As an Ohio property owner, you may know that a county auditor performs a reappraisal on your property every 6 years. The purpose of the reappraisal is to determine the amount you ultimately pay in real estate taxes.
There may come a time when you do not agree with the auditor’s valuation of your property. When this happens, you have the option of challenging the property valuation figure through a complaint process.
Reasons to challenge your valuation
There are many reasons you may want to challenge your property valuation, including:
- Damage to your property
- Declining market values for comparable properties
- Declining rents in your area
If you recently purchased your home and feel that the valuation is extremely high compared with what you paid for it, filing a complaint may be a good idea.
The complaint process
The first step is to file a complaint for valuation with your local Board of Revision.
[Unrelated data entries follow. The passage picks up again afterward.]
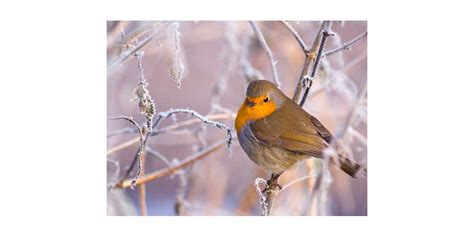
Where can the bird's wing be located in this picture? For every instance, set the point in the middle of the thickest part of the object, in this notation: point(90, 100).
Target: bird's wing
point(292, 129)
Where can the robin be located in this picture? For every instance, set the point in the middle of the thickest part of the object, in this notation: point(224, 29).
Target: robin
point(275, 132)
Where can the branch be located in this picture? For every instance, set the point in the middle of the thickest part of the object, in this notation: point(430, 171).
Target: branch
point(201, 118)
point(264, 44)
point(345, 46)
point(172, 169)
point(141, 149)
point(142, 195)
point(133, 44)
point(163, 130)
point(296, 35)
point(307, 85)
point(312, 60)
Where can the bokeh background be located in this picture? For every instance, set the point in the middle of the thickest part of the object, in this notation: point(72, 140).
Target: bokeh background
point(218, 59)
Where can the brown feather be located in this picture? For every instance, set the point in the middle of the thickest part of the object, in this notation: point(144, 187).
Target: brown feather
point(281, 129)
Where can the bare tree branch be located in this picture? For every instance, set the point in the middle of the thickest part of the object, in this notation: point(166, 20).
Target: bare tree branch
point(264, 44)
point(166, 129)
point(296, 35)
point(305, 80)
point(170, 170)
point(142, 194)
point(141, 149)
point(133, 43)
point(345, 46)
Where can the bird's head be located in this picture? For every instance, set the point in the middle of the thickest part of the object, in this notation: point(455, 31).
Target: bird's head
point(262, 99)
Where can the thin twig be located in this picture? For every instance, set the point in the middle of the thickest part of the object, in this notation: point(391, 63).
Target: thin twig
point(166, 129)
point(141, 149)
point(305, 80)
point(170, 170)
point(296, 35)
point(264, 44)
point(307, 85)
point(346, 46)
point(132, 44)
point(142, 194)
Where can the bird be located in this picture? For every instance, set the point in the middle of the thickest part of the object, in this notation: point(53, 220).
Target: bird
point(275, 132)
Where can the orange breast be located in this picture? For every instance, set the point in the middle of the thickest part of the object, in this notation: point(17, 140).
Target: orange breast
point(259, 111)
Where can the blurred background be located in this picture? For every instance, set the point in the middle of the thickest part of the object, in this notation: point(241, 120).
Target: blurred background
point(206, 66)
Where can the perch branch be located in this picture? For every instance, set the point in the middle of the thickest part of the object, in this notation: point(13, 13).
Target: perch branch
point(269, 53)
point(313, 57)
The complaint contains a list of several questions about your property that must be answered.
Once the board receives your complaint, a hearing will be scheduled. If the reduction you are seeking is more than $50,000, your local school board must be notified and may appear at the hearing.
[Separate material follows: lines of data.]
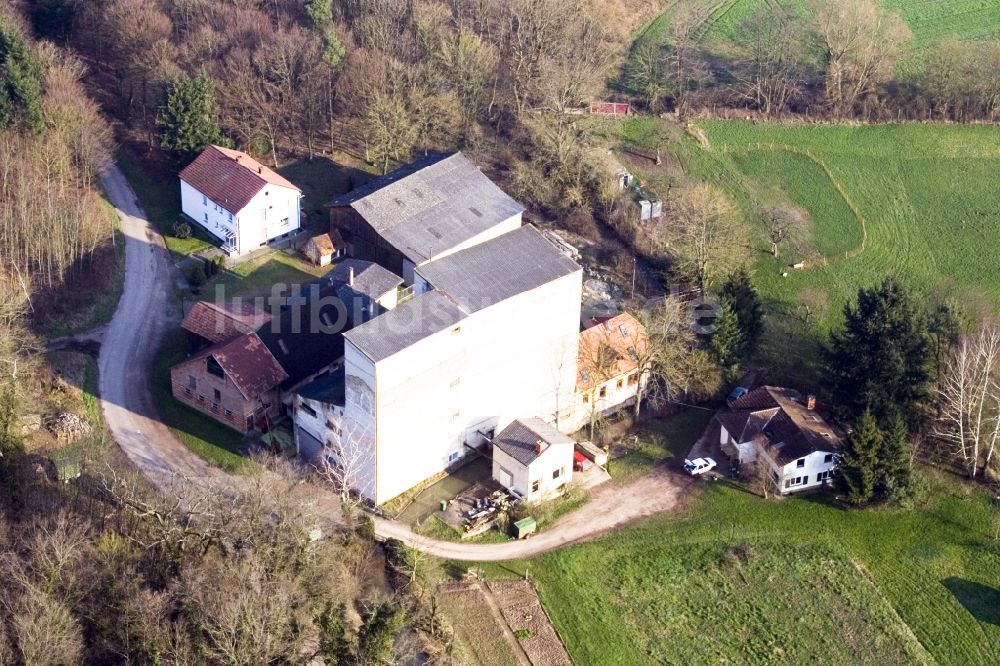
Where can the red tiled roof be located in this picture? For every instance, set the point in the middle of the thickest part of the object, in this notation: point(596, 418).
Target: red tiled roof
point(248, 363)
point(218, 323)
point(229, 177)
point(610, 349)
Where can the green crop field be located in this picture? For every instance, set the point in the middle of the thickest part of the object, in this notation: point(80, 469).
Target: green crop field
point(737, 579)
point(930, 21)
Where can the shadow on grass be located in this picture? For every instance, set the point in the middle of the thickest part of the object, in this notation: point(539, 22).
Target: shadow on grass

Your hearing will last approximately 15 to 30 minutes. You will have a chance to present evidence and testimony about why you think your property valuation is wrong.
You will not receive a decision on your complaint at the hearing. The board issues a decision 2 to 4 weeks after a hearing. If you do not agree with the decision, there is an appeal process available.
Challenging your valuation may be worth it
Although the process may seem daunting, challenging your property valuation can be a very good idea if you truly feel the valuation is inaccurate. You may get your tax bill reduced substantially if your complaint is successful. A real estate attorney can provide advice and help you develop the best strategy to prevail on your complaint.